LeetCode - LRU Cache - Day14 (1/14/2020)

LRU Cache

Question

Design and implement a data structure for Least Recently Used (LRU) cache. It should support the following operations: get and put.

get(key) - Get the value (will always be positive) of the key if the key exists in the cache, otherwise return -1. put(key, value) - Set or insert the value if the key is not already present. When the cache reached its capacity, it should invalidate the least recently used item before inserting a new item.

The cache is initialized with a positive capacity.

Follow up: Could you do both operations in O(1) time complexity?

Example:

LRUCache cache = new LRUCache( 2 /* capacity */ );

cache.put(1, 1);
cache.put(2, 2);
cache.get(1);       // returns 1
cache.put(3, 3);    // evicts key 2
cache.get(2);       // returns -1 (not found)
cache.put(4, 4);    // evicts key 1
cache.get(1);       // returns -1 (not found)
cache.get(3);       // returns 3
cache.get(4);       // returns 4

What I though & Solution

According to the question, we need to have a hash-map to keep track of the keys and its values. However, at the same time, we need to cache these data. In that case, managing a hash-map by using a double linked list is one of the good strategies since we can easily change the order to represent caching system and have many data such as keys and values.

The photo above shows how we should hold data to implement LRU cache. By using this structure, we can realize O(1) time for put and get operations. It also allows to remove the first added node in O(1) time as well.

One advantage of double linked list is that the node can remove itself without other reference. In addition, it takes constant time to add and remove nodes from the head or tail.

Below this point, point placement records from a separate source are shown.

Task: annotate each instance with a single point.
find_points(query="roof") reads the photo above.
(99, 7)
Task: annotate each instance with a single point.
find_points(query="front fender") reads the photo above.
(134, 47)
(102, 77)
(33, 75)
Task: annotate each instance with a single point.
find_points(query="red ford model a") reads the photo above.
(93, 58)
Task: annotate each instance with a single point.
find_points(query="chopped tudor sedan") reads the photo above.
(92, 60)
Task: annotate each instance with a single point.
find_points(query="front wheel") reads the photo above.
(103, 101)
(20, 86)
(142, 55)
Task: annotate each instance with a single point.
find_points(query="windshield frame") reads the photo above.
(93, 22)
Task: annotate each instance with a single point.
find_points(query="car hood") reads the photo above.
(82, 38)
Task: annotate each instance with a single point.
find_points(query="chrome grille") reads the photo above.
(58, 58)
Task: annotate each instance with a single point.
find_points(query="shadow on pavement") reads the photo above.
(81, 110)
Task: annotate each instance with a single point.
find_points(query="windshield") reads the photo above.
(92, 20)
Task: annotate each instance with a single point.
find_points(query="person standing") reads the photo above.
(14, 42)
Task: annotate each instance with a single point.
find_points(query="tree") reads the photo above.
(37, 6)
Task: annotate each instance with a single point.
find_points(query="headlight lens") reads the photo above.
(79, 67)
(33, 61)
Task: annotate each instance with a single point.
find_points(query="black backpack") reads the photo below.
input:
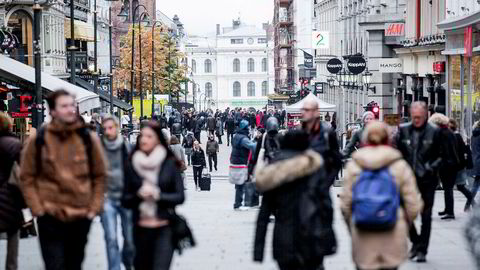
(83, 132)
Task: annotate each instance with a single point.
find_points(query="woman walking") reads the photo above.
(153, 188)
(387, 248)
(198, 163)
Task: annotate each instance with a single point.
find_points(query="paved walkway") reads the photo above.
(225, 237)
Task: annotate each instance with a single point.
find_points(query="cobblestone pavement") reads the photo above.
(225, 237)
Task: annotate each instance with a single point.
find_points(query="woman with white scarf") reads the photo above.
(153, 188)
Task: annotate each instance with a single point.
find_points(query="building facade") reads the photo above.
(234, 68)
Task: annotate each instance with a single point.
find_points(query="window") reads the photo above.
(264, 88)
(236, 65)
(251, 65)
(251, 89)
(208, 89)
(236, 41)
(194, 66)
(237, 91)
(208, 66)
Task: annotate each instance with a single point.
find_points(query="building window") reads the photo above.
(194, 66)
(251, 65)
(208, 90)
(237, 91)
(251, 89)
(208, 66)
(264, 88)
(236, 65)
(236, 41)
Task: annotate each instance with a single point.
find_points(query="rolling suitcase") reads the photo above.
(205, 182)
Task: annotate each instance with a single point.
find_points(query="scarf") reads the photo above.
(148, 168)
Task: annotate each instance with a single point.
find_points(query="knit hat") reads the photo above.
(6, 122)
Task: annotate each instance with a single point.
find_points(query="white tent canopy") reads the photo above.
(322, 105)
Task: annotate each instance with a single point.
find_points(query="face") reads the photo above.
(419, 116)
(65, 110)
(110, 129)
(148, 140)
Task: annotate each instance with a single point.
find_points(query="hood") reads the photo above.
(376, 157)
(282, 172)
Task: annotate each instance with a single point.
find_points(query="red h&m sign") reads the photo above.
(394, 29)
(468, 41)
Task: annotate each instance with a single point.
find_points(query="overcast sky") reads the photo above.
(200, 17)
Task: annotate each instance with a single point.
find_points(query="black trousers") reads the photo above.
(421, 241)
(197, 174)
(63, 243)
(214, 158)
(154, 248)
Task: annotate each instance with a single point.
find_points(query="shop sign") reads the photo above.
(394, 29)
(334, 65)
(356, 65)
(390, 65)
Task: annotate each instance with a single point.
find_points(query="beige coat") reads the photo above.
(375, 250)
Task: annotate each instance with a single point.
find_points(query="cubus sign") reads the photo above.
(394, 29)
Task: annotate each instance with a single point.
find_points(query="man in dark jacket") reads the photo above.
(419, 142)
(322, 139)
(230, 127)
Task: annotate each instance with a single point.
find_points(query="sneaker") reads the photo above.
(421, 257)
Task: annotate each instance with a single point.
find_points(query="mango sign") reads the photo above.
(394, 29)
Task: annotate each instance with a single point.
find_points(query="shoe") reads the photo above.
(421, 257)
(446, 217)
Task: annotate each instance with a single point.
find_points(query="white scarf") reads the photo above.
(148, 168)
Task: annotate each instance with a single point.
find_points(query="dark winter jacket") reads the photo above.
(170, 183)
(283, 190)
(426, 159)
(11, 199)
(198, 158)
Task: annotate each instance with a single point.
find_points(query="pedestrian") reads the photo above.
(230, 127)
(154, 187)
(356, 140)
(419, 142)
(463, 153)
(322, 138)
(219, 130)
(179, 153)
(241, 147)
(303, 232)
(198, 163)
(11, 199)
(450, 163)
(62, 178)
(383, 246)
(188, 145)
(212, 150)
(117, 151)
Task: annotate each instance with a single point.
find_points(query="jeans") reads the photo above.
(63, 243)
(154, 248)
(214, 158)
(421, 241)
(197, 174)
(111, 210)
(239, 192)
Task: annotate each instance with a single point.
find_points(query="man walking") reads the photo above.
(63, 179)
(420, 145)
(116, 151)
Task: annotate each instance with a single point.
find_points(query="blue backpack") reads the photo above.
(375, 200)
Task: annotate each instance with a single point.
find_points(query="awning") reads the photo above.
(13, 69)
(104, 95)
(83, 31)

One particularity about the double linked list implemented here is that there are pseudo head and pseudo tail to mark the boundary, so that we don't need to check the null node during the update.

class LRUCache {
    class ListNode {
        int key;
        int value;
        ListNode prev;
        ListNode next;
    }
    
    private void addNode(ListNode node) {
        node.prev = first;
        node.next = first.next;
        
        first.next.prev = node;
        first.next = node;
    }
    
    private void removeNode(ListNode node) {
        ListNode prev = node.prev;
        ListNode next = node.next;
        
        prev.next = next;
        next.prev = prev;
    }
    
    private void moveToHead(ListNode node) {
        removeNode(node);
        addNode(node);
    }
    
    private ListNode popLast() {
        ListNode res = last.prev;
        removeNode(res);
        return res;
    }
    
    private Map<Integer, ListNode> cache = new HashMap<>();
    private int size;
    private int capacity;
    private ListNode first, last;

    public LRUCache(int capacity) {
        this.size = 0;
        this.capacity = capacity;
        
        first = new ListNode();
        last = new ListNode();
        
        first.next = last;
        last.prev = first;
    }
    
    public int get(int key) {
        ListNode node = cache.get(key);
        if (node == null) {
            return -1;
        }
        
        moveToHead(node);
        
        return node.value;
    }
    
    public void put(int key, int value) {
        ListNode node = cache.get(key);
        
        if (node == null) {
            ListNode newNode = new ListNode();
            newNode.key = key;
            newNode.value = value;
            
            cache.put(key, newNode);
            addNode(newNode);
            
            size++;
            
            if (size > capacity) {
                ListNode last = popLast();
                cache.remove(last.key);
                size--;
            } 
        } else {
            node.value = value;
            moveToHead(node);
        }
    }
}

/**
 * Your LRUCache object will be instantiated and called as such:
 * LRUCache obj = new LRUCache(capacity);
 * int param_1 = obj.get(key);
 * obj.put(key,value);
 */

Time complexity

O(1) for both put and get.

Space complexity

O(capacity) since the space is used only for a hashmap and double linked list which at most capacity + 1 elements.